Will, Minnesota: Simon, I wrote to you before on a style matter. As I’ve sought suits and separates lately, I’ve learned that while I thought I was a 40, I am truly around a 38 long – sometimes a 36. In-turn, I’ve learned that some designers will fit me better than others and in ways that I prefer. After having bought two suits, a Valentino and a Z Zegna, from Bloomingdale’s at more than 50% off, I write to you again.
I know that these names, as well as Hart Schaffner Marx, Armani, and many others are high-end brands. I know that Boss is a little bit lower and Ralph Lauren, except for his purple and black label, is lower still. Without giving me an exhaustive and exhausting list of names, please tell me the tiers of men’s suits and brands. Or if you’ve already done so, please direct me to the column link.
Dear Will, there is no obvious or easy way to rank the different designer brands. Much of the ranking you state here will be based on advertising, your tastes and on inevitably on price.
The key to comparing designer brands is to remember that you are paying for two things – design and construction. A $2000 designer suit is not twice as well made as a $1000 one. It may be made slightly better (say 10%, 20% more invested in materials and workmanship) but most of the extra price is for design.
Design is great. It brings beauty into the world. But most of the time when men buy a suit they don’t want to pay for design. They want better materials and quality. So just pick a design you like, irrespective of the price. You may have expensive tastes or cheap tastes. But work out what you can afford and pick the design you like best for that price.
This is entirely separate to quality of construction. I recommend a few things to look for below, but I would also recommend the relevant section of Alan Flusser’s Style and the Man, which goes into assessing cloth and construction in more detail.
– Check that the chest is fully canvassed. When you pinch the material around a jacket button, holding both sides of the cloth one in each hand, you should be able to feel a floating piece of material between them (this is horsehair or a horsehair blend, and gives construction to the chest).
– Check that the buttons are horn rather than plastic.
– Try holding the cloth and feeling its weight. It should be flexible to the touch, have a satisfying heft and spring back well when scrunched (as you can see, this ‘feel’ for cloth is something hard to describe).
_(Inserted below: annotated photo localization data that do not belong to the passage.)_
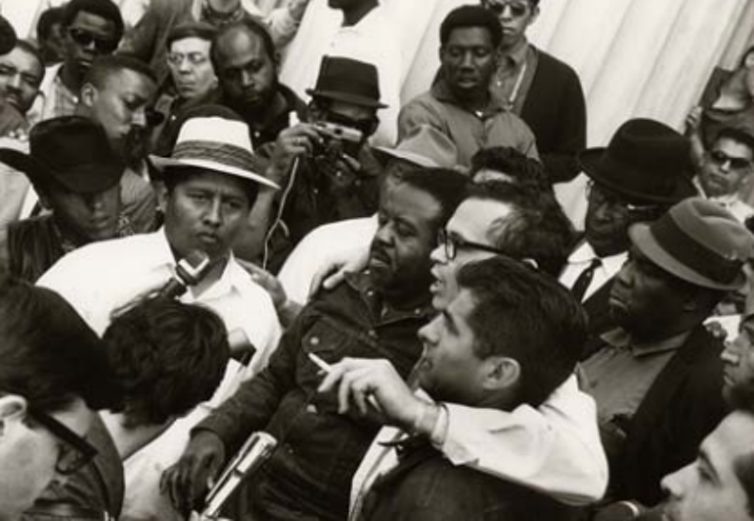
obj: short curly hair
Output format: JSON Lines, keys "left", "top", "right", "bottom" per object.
{"left": 103, "top": 297, "right": 230, "bottom": 428}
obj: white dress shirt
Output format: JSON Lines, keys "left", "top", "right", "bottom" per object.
{"left": 559, "top": 241, "right": 627, "bottom": 302}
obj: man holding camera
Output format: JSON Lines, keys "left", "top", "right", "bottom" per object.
{"left": 243, "top": 56, "right": 384, "bottom": 272}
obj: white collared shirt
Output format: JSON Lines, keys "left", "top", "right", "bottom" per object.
{"left": 559, "top": 242, "right": 628, "bottom": 302}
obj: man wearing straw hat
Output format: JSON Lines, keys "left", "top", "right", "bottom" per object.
{"left": 581, "top": 197, "right": 754, "bottom": 506}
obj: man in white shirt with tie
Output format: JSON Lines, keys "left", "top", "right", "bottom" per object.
{"left": 560, "top": 118, "right": 696, "bottom": 352}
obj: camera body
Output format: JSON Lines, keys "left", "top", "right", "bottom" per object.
{"left": 313, "top": 121, "right": 364, "bottom": 160}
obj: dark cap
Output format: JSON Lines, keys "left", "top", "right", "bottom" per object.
{"left": 0, "top": 116, "right": 125, "bottom": 194}
{"left": 306, "top": 56, "right": 387, "bottom": 109}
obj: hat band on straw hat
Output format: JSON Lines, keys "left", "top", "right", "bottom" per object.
{"left": 172, "top": 140, "right": 258, "bottom": 172}
{"left": 651, "top": 215, "right": 743, "bottom": 286}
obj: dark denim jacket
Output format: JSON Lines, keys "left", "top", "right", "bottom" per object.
{"left": 198, "top": 271, "right": 433, "bottom": 521}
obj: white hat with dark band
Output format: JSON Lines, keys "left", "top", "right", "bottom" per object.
{"left": 150, "top": 113, "right": 279, "bottom": 190}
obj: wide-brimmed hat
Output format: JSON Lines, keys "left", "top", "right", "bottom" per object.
{"left": 374, "top": 125, "right": 458, "bottom": 169}
{"left": 0, "top": 116, "right": 124, "bottom": 193}
{"left": 579, "top": 118, "right": 696, "bottom": 204}
{"left": 629, "top": 197, "right": 754, "bottom": 291}
{"left": 150, "top": 111, "right": 279, "bottom": 190}
{"left": 306, "top": 56, "right": 387, "bottom": 109}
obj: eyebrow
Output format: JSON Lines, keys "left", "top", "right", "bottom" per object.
{"left": 699, "top": 447, "right": 721, "bottom": 484}
{"left": 442, "top": 309, "right": 459, "bottom": 335}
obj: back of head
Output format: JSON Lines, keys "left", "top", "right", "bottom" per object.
{"left": 84, "top": 54, "right": 157, "bottom": 90}
{"left": 440, "top": 5, "right": 502, "bottom": 48}
{"left": 457, "top": 256, "right": 587, "bottom": 407}
{"left": 471, "top": 146, "right": 548, "bottom": 193}
{"left": 0, "top": 274, "right": 121, "bottom": 413}
{"left": 396, "top": 167, "right": 471, "bottom": 228}
{"left": 468, "top": 181, "right": 574, "bottom": 275}
{"left": 62, "top": 0, "right": 125, "bottom": 44}
{"left": 103, "top": 297, "right": 230, "bottom": 428}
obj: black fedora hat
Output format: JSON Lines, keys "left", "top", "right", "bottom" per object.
{"left": 306, "top": 56, "right": 387, "bottom": 109}
{"left": 0, "top": 116, "right": 125, "bottom": 194}
{"left": 578, "top": 118, "right": 696, "bottom": 204}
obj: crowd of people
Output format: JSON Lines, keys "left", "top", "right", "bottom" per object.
{"left": 2, "top": 1, "right": 754, "bottom": 521}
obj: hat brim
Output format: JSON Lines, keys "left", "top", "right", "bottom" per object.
{"left": 306, "top": 88, "right": 387, "bottom": 109}
{"left": 373, "top": 147, "right": 442, "bottom": 169}
{"left": 629, "top": 223, "right": 746, "bottom": 291}
{"left": 579, "top": 148, "right": 697, "bottom": 204}
{"left": 149, "top": 156, "right": 280, "bottom": 190}
{"left": 0, "top": 148, "right": 123, "bottom": 193}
– Check how large the armholes are. A smaller armhole is less efficient to make and more personal to the wearer. Cheaper brands make bigger ones to fit more people.
– Check that the trousers are at least half-lined. While some men prefer trousers unlined (particularly as it makes them easier to press) a lining is generally a sign of quality.
– Check the matching of patterns. Checks or stripes should match across pockets and across some part of the chest into the sleeve. As with many of these points, this really shows attention to detail rather than quality of construction – but that’s the best guide you have, you have to assume that attention will have been pursued elsewhere as well.
– Working buttonholes used to be a sign of quality, but so many cheap suits do it now that I would ignore this.
These are just a few things to check. Much of it is a question of taste as well. I hate a jacket that doesn’t roll naturally from the top button to the middle button of three. And it is harder to construct, so you could say it shows quality. But then some people do prefer harder-lapelled, ‘true’ three-button suits.
The other thing to remember when separating design and construction is that you are paying for a brand’s advertising, shops and runway shows. Armani spends more on this promotion than, say, Canali, which in turn probably spends more than Hart Schaffner Marx. Armani ads create desirability and cool, but you pay for it when you buy into that branding. Profit margins aren’t necessarily higher at designer brands, but costs are.
(Though often designer labels do use their position to charge higher margins. One former Berluti employee tells me that their profit margins can be higher than 75%, for example, charging almost 50% more than an English shoemaker I know with the same cost price.)
One answer to this, of course, is to get discounts – as you have done. Anything over 50% and you’ve removed most of the profit. Kilgour’s recent clearout sale got me rather a fever given that some suits were priced at £250, down from over £1000.
To conclude, don’t assume that brands have any set pecking order. Judge the design on its own merits and your own taste, not the label or the price tag. Then analyse the quality using my pointers and other research. And finally, get a discount.